Malhotra justified his support for the significant rate cut by pointing to the substantial drop in inflation—from 6.2% in October 2024 to 3.2% in April 2025—and the revised projection of 3.7% inflation for 2025–26, which is lower than the RBI’s April forecast. He noted that this reduction in inflation, combined with a consistent growth forecast of 6.5%, creates room for the central bank to support investment and consumption by reducing borrowing costs. He emphasized that a front-loaded rate cut would send a strong signal of monetary policy support to economic agents and help reinforce liquidity certainty in the system.

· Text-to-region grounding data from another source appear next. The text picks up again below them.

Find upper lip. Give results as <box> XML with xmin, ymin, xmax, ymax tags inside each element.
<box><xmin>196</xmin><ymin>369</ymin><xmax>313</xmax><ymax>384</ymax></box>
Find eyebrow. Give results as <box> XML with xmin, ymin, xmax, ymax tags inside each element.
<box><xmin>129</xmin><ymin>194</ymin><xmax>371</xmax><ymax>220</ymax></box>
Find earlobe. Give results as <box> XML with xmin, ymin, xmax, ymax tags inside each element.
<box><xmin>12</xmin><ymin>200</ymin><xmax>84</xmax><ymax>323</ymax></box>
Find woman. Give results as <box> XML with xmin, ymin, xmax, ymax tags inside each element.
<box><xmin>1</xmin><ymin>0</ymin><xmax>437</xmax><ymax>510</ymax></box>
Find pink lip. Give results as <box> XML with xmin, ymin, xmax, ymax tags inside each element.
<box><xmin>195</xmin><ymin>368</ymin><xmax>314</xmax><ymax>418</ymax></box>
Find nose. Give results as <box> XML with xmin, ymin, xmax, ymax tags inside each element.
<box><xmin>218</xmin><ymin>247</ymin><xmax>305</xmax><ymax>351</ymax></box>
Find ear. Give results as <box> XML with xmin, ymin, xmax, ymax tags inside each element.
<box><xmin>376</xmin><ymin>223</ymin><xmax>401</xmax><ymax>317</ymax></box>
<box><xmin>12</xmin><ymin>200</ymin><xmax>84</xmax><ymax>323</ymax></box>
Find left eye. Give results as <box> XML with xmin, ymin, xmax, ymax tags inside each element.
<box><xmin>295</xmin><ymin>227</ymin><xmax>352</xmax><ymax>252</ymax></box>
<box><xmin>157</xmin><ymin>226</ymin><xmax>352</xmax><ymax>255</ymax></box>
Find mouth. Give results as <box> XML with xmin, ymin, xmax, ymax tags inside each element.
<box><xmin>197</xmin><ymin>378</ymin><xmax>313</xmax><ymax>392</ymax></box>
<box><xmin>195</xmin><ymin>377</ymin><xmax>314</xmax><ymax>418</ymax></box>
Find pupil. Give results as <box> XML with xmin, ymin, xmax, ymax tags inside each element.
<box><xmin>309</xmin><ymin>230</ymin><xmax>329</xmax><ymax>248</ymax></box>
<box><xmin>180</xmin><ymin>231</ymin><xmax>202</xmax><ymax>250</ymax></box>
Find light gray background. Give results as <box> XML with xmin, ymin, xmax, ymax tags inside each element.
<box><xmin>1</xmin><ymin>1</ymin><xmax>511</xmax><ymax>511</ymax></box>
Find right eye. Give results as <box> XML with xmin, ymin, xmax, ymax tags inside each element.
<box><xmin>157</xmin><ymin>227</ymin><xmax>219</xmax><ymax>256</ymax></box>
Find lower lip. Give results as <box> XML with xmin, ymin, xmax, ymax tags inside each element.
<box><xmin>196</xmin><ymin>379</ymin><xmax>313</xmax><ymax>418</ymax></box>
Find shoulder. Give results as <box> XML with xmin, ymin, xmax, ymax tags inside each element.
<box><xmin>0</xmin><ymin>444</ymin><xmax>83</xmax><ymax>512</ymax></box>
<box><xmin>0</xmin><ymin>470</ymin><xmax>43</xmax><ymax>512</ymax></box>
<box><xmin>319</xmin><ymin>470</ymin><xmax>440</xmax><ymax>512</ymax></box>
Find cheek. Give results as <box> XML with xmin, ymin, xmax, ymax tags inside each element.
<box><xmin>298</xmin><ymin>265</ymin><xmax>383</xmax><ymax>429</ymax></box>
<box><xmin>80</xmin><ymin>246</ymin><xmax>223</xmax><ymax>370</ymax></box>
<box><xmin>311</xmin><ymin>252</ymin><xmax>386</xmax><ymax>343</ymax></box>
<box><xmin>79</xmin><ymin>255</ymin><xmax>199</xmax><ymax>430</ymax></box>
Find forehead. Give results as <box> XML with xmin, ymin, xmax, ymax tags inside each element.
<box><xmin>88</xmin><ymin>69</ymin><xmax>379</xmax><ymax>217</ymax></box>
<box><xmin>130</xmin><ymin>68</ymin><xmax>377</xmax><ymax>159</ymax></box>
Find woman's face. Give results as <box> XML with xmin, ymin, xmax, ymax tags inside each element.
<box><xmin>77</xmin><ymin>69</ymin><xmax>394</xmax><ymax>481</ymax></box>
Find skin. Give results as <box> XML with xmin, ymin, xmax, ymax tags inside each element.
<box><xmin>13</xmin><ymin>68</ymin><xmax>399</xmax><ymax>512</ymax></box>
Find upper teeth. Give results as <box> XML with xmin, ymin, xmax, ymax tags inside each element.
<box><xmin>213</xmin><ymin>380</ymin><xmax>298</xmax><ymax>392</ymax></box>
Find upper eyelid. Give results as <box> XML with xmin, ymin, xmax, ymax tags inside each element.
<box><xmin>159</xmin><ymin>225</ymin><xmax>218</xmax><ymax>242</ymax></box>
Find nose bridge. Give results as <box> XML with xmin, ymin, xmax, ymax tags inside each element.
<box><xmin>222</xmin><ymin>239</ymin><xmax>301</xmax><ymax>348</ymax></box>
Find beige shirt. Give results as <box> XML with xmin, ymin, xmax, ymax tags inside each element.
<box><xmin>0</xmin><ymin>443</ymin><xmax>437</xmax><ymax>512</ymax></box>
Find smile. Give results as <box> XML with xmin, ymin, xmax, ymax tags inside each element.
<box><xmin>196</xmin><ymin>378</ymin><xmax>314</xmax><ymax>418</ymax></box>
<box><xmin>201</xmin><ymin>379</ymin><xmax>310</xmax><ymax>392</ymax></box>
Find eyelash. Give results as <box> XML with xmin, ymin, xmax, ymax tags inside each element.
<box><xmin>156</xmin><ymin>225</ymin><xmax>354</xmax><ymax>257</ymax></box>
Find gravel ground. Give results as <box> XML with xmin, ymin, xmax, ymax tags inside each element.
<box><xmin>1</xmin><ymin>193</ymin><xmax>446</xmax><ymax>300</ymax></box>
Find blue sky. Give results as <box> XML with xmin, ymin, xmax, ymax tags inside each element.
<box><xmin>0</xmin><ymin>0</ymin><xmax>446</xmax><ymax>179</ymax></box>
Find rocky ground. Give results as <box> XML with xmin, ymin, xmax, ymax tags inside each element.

RBI Deputy Governor Poonam Gupta echoed Malhotra’s views, arguing that current macroeconomic conditions provide both the need and space for rate reductions. She suggested that while gradual rate cuts of 25 bps in successive cycles could have been an option, a 50 bps front-loaded cut would be more effective in ensuring faster monetary transmission and offering clear policy direction. Gupta noted that this approach would help mitigate uncertainties from the global economic environment.

However, external MPC member Saugata Bhattacharya opted for a more cautious stance, voting for only a 25 bps cut. He cited persistent uncertainties and high volatility in the global economy, highlighting that the MPC statement mentioned “uncertainty” and “volatility” six times. Bhattacharya argued that such conditions warranted a measured and prudent approach to easing monetary policy, as overly aggressive cuts could destabilize expectations.

On the other hand, another external MPC member, Nagesh Kumar, supported the full 50 bps cut. He argued that a stronger-than-expected rate reduction, paired with potential fiscal support, would send a clear message about India’s commitment to sustaining economic growth. Kumar emphasized that such a move could significantly reduce lending rates and boost investment in durable goods, spurring overall demand and economic momentum.

Rajiv Ranjan, MPC member and RBI Executive Director, added a note of caution, warning that combining a large rate cut with an accommodative policy stance might mislead financial markets about the likelihood of further easing, potentially triggering volatility. He clarified that while the policy stance has been shifted to “neutral,” it does not imply a change in the overall direction of monetary policy but rather provides flexibility to adapt to evolving macroeconomic conditions.

Overall, the MPC’s decision marks a significant move to support India’s growth amid a more favorable inflation outlook, while balancing the need for market stability and signaling measured intent.